Being self-reliant is the golden elixir to raising strong girls. It’s the magic potion that paves the unstoppable road ahead.
I wish I could take credit for this belief, but it was my 9-year-old daughter, Pascal, who showed me that independence was a necessary ingredient for her growth and development.
About 4 months ago, Pascal was asking me for skate lessons, a new skateboard, gymnastics classes and a laundry list of other things. I said, these things are expensive, they add up–we need to pick and choose. Little did I know what she was concocting behind the scenes: she was spending time at her grandmothers learning to play a dusty old accordion and she convinced me to let her play as a street performer in the hopes of raising some capital to fulfill her wants.
At the start, I was nervous for her– What if she put herself out there and no one paid any attention let alone money to watch her? I let her play anyway and of course she proved me wrong. Not only did she make money, and continues to do so, but she has since learned the value of earning it, saving it, spending it and even being grateful for it. She also has learned that it feels good to volunteer and play for a retirement home and also to raise money for victims of violence in our city.
The result of this has caused an interesting effect. Her list of “needs” has gotten shorter, and more focused too: She has a small bankroll for her weekly skate lessons with her coach/mentor, she has a savings to purchase a smaller, lighter accordion to save her from developing tendonitis and she ultimately wants to save up for a flight to Paris, so she can play in front of the Eiffel Tower (Pascal is close to being fully fluent in French and she also wants to test out her language skills there).
All kids have the power to come up with their own solutions to meet their So Called needs. It has always been fun to retort: If you want that toy that badly, how will you get it?
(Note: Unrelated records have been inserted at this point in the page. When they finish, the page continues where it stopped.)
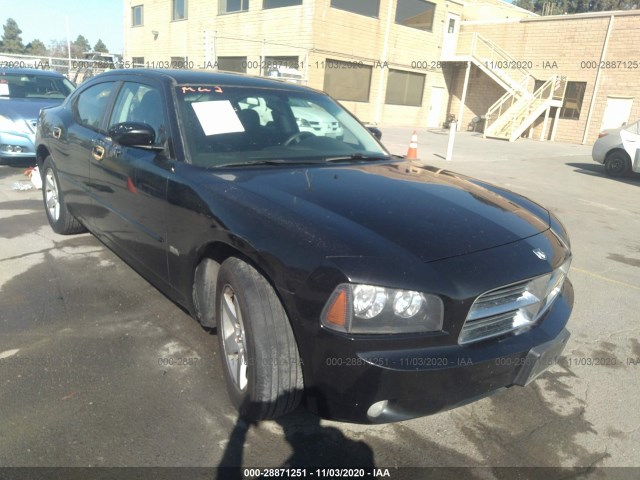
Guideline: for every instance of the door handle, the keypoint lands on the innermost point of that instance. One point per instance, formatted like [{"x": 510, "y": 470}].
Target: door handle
[{"x": 98, "y": 152}]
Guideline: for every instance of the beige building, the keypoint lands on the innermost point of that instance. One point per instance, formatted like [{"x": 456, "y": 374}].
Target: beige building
[
  {"x": 592, "y": 58},
  {"x": 405, "y": 62}
]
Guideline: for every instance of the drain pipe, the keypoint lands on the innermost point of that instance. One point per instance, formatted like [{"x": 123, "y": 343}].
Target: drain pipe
[
  {"x": 383, "y": 58},
  {"x": 597, "y": 83}
]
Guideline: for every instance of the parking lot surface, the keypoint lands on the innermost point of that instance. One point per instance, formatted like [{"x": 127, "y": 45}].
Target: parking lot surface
[{"x": 97, "y": 368}]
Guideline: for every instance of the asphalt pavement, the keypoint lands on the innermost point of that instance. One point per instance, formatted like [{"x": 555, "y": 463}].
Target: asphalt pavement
[{"x": 97, "y": 368}]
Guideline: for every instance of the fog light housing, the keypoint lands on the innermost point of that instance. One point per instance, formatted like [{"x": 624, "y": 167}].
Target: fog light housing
[{"x": 377, "y": 409}]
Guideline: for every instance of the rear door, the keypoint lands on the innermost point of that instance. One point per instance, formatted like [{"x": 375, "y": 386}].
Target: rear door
[
  {"x": 630, "y": 136},
  {"x": 76, "y": 146},
  {"x": 132, "y": 182}
]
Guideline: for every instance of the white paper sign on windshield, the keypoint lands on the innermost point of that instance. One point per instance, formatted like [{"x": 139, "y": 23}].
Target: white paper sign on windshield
[{"x": 217, "y": 117}]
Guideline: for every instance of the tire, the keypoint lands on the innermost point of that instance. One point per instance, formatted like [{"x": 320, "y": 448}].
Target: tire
[
  {"x": 258, "y": 351},
  {"x": 617, "y": 164},
  {"x": 60, "y": 219}
]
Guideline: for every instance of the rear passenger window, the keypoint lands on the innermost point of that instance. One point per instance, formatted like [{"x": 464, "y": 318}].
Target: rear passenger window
[{"x": 91, "y": 105}]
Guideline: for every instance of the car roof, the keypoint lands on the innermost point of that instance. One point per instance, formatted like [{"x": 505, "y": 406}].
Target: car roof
[
  {"x": 204, "y": 77},
  {"x": 30, "y": 71}
]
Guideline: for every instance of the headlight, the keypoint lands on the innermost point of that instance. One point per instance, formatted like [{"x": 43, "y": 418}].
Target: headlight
[
  {"x": 373, "y": 309},
  {"x": 8, "y": 125}
]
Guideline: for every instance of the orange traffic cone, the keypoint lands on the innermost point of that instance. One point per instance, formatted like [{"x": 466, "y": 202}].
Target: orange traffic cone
[{"x": 412, "y": 153}]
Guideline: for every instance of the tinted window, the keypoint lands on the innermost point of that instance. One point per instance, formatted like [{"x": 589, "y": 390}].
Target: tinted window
[
  {"x": 280, "y": 3},
  {"x": 405, "y": 88},
  {"x": 416, "y": 14},
  {"x": 369, "y": 8},
  {"x": 92, "y": 104},
  {"x": 240, "y": 125},
  {"x": 347, "y": 81},
  {"x": 141, "y": 103}
]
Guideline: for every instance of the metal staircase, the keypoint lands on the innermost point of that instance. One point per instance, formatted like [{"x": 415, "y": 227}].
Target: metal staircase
[
  {"x": 512, "y": 115},
  {"x": 520, "y": 106}
]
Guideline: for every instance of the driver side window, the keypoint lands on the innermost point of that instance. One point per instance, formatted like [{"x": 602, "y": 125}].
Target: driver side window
[
  {"x": 92, "y": 104},
  {"x": 141, "y": 103}
]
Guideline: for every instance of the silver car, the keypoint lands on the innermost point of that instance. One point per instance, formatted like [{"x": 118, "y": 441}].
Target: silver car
[
  {"x": 617, "y": 150},
  {"x": 23, "y": 92}
]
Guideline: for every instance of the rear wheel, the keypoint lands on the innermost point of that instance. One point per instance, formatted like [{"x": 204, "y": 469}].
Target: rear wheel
[
  {"x": 259, "y": 354},
  {"x": 617, "y": 164},
  {"x": 60, "y": 219}
]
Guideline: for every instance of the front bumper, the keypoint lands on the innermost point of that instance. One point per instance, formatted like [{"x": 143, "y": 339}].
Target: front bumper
[
  {"x": 392, "y": 385},
  {"x": 17, "y": 145}
]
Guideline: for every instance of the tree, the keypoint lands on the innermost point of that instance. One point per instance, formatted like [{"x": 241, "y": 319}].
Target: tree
[
  {"x": 37, "y": 48},
  {"x": 11, "y": 41},
  {"x": 100, "y": 47},
  {"x": 79, "y": 46},
  {"x": 58, "y": 48},
  {"x": 559, "y": 7}
]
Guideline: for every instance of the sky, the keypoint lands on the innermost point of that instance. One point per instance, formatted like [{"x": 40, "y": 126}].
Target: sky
[{"x": 46, "y": 20}]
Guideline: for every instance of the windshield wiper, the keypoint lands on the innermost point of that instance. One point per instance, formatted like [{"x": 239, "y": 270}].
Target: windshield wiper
[
  {"x": 354, "y": 156},
  {"x": 273, "y": 161}
]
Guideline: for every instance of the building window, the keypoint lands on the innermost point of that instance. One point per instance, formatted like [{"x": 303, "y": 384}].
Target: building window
[
  {"x": 232, "y": 64},
  {"x": 179, "y": 10},
  {"x": 279, "y": 64},
  {"x": 180, "y": 62},
  {"x": 416, "y": 14},
  {"x": 405, "y": 88},
  {"x": 573, "y": 97},
  {"x": 136, "y": 16},
  {"x": 347, "y": 80},
  {"x": 280, "y": 3},
  {"x": 369, "y": 8},
  {"x": 230, "y": 6}
]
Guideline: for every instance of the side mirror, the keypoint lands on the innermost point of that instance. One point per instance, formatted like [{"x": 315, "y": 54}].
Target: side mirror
[
  {"x": 375, "y": 132},
  {"x": 133, "y": 134}
]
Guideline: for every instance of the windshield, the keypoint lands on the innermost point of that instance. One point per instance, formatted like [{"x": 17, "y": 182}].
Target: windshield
[
  {"x": 34, "y": 86},
  {"x": 244, "y": 125}
]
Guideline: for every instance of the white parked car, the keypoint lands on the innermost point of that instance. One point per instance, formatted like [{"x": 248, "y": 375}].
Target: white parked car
[{"x": 617, "y": 150}]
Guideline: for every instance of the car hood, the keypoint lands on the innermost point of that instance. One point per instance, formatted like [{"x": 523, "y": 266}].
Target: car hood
[
  {"x": 393, "y": 209},
  {"x": 25, "y": 108}
]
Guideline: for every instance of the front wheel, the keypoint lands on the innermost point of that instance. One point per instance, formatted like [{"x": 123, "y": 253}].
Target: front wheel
[
  {"x": 60, "y": 219},
  {"x": 617, "y": 164},
  {"x": 260, "y": 358}
]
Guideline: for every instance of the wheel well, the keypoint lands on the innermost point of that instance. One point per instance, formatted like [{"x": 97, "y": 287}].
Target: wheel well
[
  {"x": 41, "y": 154},
  {"x": 618, "y": 150},
  {"x": 219, "y": 252},
  {"x": 203, "y": 272}
]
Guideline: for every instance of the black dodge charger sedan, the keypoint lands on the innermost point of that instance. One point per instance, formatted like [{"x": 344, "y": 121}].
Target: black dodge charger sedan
[{"x": 371, "y": 288}]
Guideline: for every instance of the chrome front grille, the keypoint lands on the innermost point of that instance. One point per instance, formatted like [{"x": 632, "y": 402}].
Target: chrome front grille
[{"x": 513, "y": 308}]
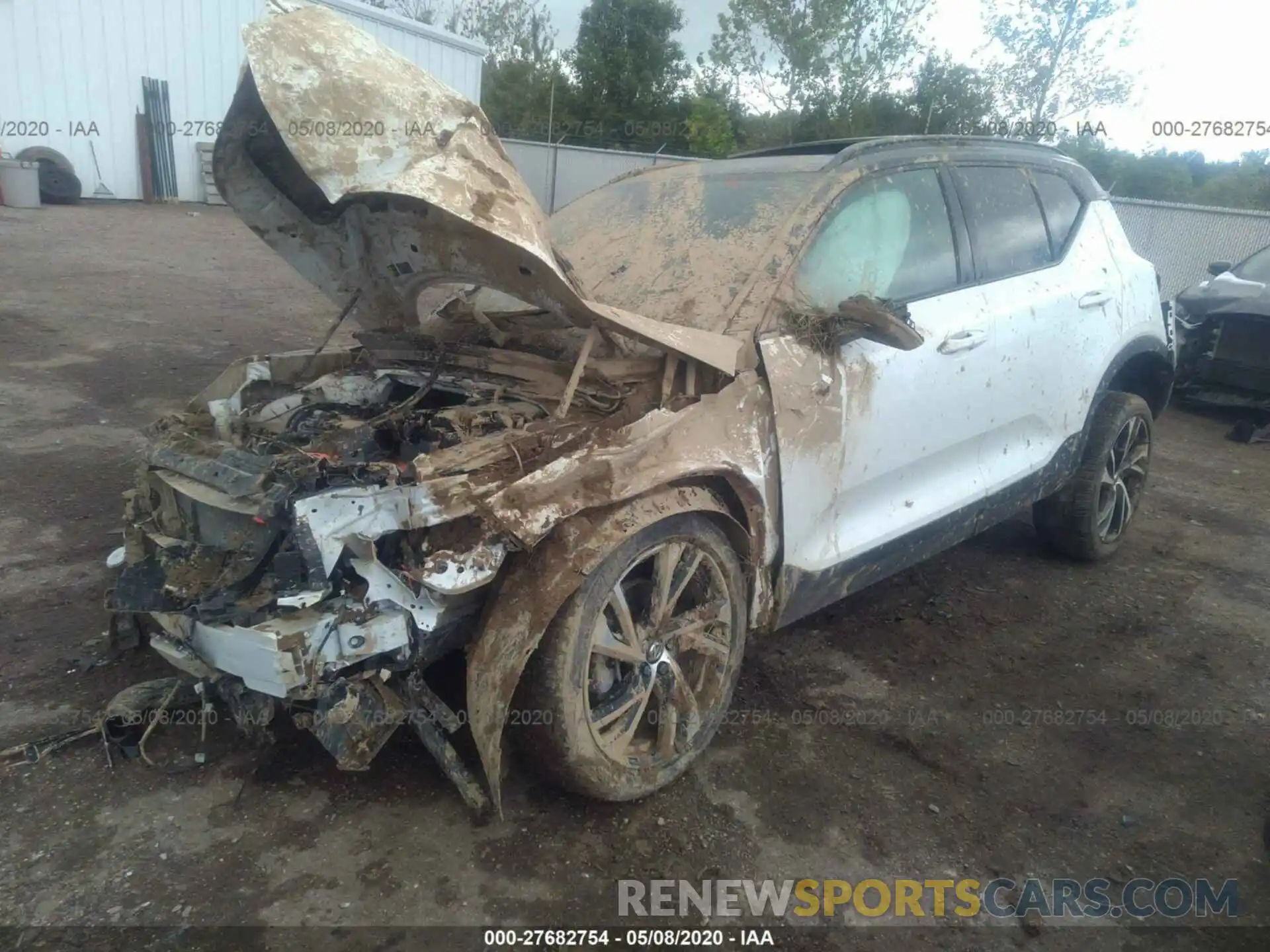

What can you do to buy it? More often than not, the urge to spend will have vanished while the magic of sitting outside with a lemonade stand or mowing neighborhood yards has stuck around. They’ll learn a thing or two about themselves in the process of course.
Still, it feels especially important to raise girls with this level of independence in mind. When you are self-reliant, you don’t need anyone to take care of you. It becomes easy to separate needs from wants and also see ways to keep investing in yourself. Having money to do as you wish is a right and a luxury, but the process of getting there is worth something money can’t buy: increased self-worth and security with an infinite return.
Could it be that I’m raising strong CEO’s or plucky entrepreneurs? Both I hope.